"I can't think of anything. My mind is in a whirl, and has been ever since I left the island."
"I thought as much," said Arthur, drily. "Otherwise you would never come to the city and put up at wheelmen's headquarters. Don't you know that this is the very hotel of all others that you ought to have shunned?"
"I thought the very boldness of the thing would throw my pursuers, if I had any, off the track; and I believe it did, for I have seen no one to be afraid of since I came here. Do you think the chief detective will be ready to undo this work when you ask him?" added Rowe, addressing himself to Joe.
"I think he will. I would, if I were in his place, for it would hurt my business to have it get out. If people knew that Wilcox kept such a blunderhead as that Babcock about, they would not be apt to give him much to do."
"All right. It shall be as you say," exclaimed Rowe, getting upon his feet and hastening into the office, whence he presently returned with a couple of envelopes and as many sheets of paper in his hand. "Have you any influential friends in town?" he asked, as he seated himself at the table.

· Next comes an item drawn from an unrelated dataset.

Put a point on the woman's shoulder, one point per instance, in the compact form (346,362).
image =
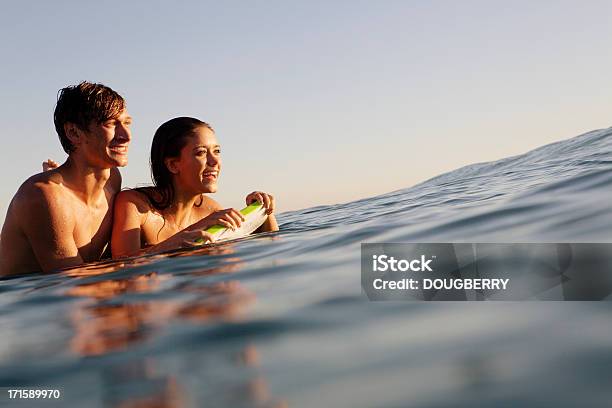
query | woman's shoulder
(138,197)
(210,204)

"We've enough to make it exceedingly uncomfortable for those people on the island if they don't turn that boy loose in a little less than no time," replied Arthur, with emphasis. "Tell your man Willis to put that in his pipe."

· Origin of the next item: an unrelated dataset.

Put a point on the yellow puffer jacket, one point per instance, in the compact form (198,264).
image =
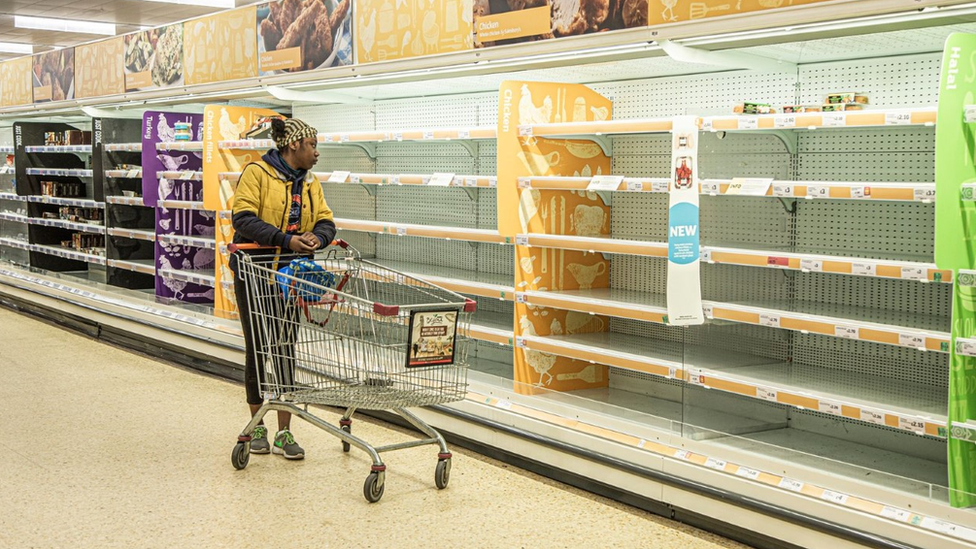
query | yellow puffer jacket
(266,193)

"He'll not need any such threat to quicken his movements," said Rowe, with a smile, the first one Joe had seen on his face that evening. "When he discovers that Babcock has not brought him the right boy, he will be only too glad to get rid of him. But I'll put it in."
After a few minutes spent in rapid writing Rowe handed Joe the following, which was addressed to George Willis, Shelly's Island, New London Harbor:
"You have probably found out by this time that the man Babcock, whom you notified to be on the lookout for me, has made a mistake that is likely to get him and every one concerned in it into serious difficulty. He has made a prisoner of Roy Sheldon, who lives in Mount Airy. He has friends there, as well as in this city, who will make it hot for you if you don't treat him well while he is on the island, and send him back with the least possible delay. Tell my guardian, when he returns, that I have grown weary of waiting for him to tell me where my father and mother are, and have set out to find them. I know I shall succeed this time, and then there will be a change of administration on Shelly's Island, or I shall miss my guess.

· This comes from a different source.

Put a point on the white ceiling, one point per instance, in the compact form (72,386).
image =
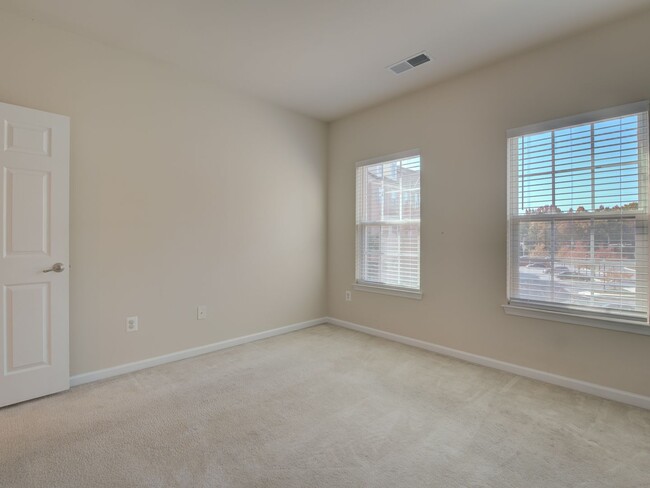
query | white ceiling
(324,58)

"Now I should like to know what you mean by spreading the report that I stole a lot of money before I went away. You know it to false. If any of my money has disappeared (it is my money, mind you, and not my guardian's) I would as soon think you took it as to accuse anybody else.
"If you haven't sent that boy back already, do it as soon as you read this, if you don't want to have some papers served on you."
"Is that satisfactory?" inquired Rowe, as Joe passed the letter to Arthur.